By: Mary Sherwood
This past weekend, under the Center of Student Diversity, the Black Student Union coordinated one of the most moving performances of the year. This month marks the time that is dedicated to celebrating black history. In observation and learning about this, many students expressed their passion for their ancestry through the channel of arts.
Not only was the event celebrating the lifting of Jim Crow laws, but it was a learning experience about the history and how far not only African Americans, but other minorities have come. The program starts out with a scene of African Americans working in cotton fields that escalates quickly into a worker being beaten and taken away for not obeying orders. With this harsh scene, it was hard not to get the chills. The other scenes depicted the hardships still faced by many African Americans today such as assault, drug use, and the continuous racism throughout the world. Janay Boughton, whom is a part of the MSM Gospel Choir and the Program Co-Coordinator, class of ’14 expressed “I always say ‘this campus NEEDS this program’. They need it to be enlightened, and have their minds changed by witnessing our capabilities of greatness and not just seeing it through a history book lens that highlights the same select few figures of our history.”
Poetry then filled the air as students dramatically read poems by various authors and some of their own original compositions. Some of the poems were recited by a single individual while others were performed by a small trio of performers. Each of the poems recited conveyed an important message, similar to the hardships depicted in the skits. In addition, the crowd really got excited as the Gospel Choir sang and danced in celebration of their culture. All of the proceeds from ticket sales for this event were sent to the Jacmel School of Music in Haiti in hopes of encouraging kids to continue their passion for the arts.
This performance was an incredibly moving experience and it made me realize how little I knew about black culture. Annie Walters, class of ’14 expressed, “I loved every second of it, especially the poetry and the songs.

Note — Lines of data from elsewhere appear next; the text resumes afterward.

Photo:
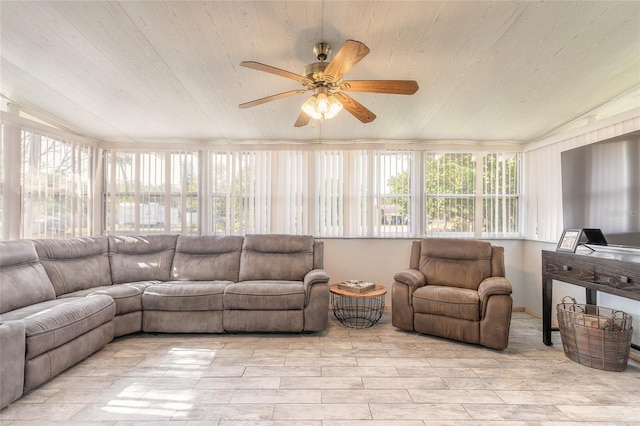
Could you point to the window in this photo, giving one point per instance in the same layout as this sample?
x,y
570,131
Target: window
x,y
326,193
147,192
56,184
240,184
461,202
450,193
393,189
501,194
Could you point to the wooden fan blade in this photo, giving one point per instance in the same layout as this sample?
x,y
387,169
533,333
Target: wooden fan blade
x,y
355,108
398,87
349,54
272,98
303,119
273,70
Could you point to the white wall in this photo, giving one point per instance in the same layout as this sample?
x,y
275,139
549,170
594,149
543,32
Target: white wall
x,y
543,212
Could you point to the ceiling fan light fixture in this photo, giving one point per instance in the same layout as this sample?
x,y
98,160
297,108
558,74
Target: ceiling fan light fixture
x,y
309,107
322,106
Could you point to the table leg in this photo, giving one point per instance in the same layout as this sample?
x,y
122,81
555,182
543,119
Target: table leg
x,y
547,292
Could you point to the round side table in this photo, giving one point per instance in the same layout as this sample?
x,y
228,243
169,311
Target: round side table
x,y
357,310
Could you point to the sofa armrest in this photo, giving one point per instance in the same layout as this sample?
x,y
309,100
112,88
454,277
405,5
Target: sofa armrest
x,y
411,277
490,287
315,276
12,354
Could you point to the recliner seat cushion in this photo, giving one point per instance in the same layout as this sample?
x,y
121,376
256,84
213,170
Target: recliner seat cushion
x,y
53,323
207,258
74,264
128,297
184,296
449,262
447,301
264,295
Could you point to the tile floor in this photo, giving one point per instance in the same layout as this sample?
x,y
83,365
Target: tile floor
x,y
375,376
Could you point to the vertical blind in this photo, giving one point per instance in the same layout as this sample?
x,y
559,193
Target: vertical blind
x,y
327,193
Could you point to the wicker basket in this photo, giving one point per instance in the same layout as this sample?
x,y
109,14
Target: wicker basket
x,y
595,336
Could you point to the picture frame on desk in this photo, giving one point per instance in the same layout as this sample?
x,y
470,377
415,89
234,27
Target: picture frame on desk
x,y
569,240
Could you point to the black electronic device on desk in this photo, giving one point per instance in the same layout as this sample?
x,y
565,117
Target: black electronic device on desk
x,y
594,237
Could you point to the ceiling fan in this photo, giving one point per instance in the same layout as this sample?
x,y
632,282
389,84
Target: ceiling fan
x,y
324,79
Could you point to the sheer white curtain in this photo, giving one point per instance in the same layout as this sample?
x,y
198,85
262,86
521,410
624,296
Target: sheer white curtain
x,y
56,180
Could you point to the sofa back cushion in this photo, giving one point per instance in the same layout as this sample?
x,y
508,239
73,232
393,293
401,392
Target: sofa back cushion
x,y
23,280
207,258
141,258
74,264
276,257
455,262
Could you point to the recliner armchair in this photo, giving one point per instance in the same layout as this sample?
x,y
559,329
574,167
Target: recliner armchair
x,y
454,288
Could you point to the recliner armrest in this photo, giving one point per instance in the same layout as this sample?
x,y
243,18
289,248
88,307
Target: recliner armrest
x,y
315,276
411,277
494,285
490,287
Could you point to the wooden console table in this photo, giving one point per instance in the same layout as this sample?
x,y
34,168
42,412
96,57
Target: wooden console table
x,y
605,271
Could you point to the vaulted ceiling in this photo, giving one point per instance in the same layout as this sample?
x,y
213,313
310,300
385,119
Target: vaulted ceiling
x,y
149,71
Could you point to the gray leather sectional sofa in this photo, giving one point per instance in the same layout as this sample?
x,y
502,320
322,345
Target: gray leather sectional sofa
x,y
63,299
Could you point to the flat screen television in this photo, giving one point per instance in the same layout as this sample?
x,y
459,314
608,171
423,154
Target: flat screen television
x,y
601,188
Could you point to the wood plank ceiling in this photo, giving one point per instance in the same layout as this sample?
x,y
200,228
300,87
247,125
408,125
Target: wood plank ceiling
x,y
149,71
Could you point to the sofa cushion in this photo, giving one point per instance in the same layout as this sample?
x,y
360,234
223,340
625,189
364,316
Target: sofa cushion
x,y
75,263
141,258
207,258
53,323
455,262
447,301
264,295
286,258
128,296
184,296
23,280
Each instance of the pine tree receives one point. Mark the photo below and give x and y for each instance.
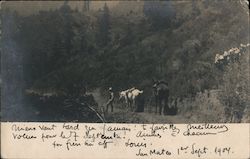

The performances were incredible and you can tell how much work and dedication those involved put into the show. It was definitely one of the best shows I have been to at the Mount. I hope they continue to do it every year!” Another student from the audience, Anne Bagliani, class of ’15 said that “To be honest, I had no idea what to expect when I bought the tickets through my friend and member of the BSU, Taylor, but I have to admit the songs, poems, and acting made my eyes tear up and gave me constant goose-bumps running that ran up and down my arms. It was one of the most powerful theatrical performances I have ever been lucky enough to watch.”
It was amazing to see how passionate each student was about their history and how far they have progressed in our country today, as shown by the individual performances. From segregation to integration, the students expressed their love for their motherland in addition to their love for freedom that they have today.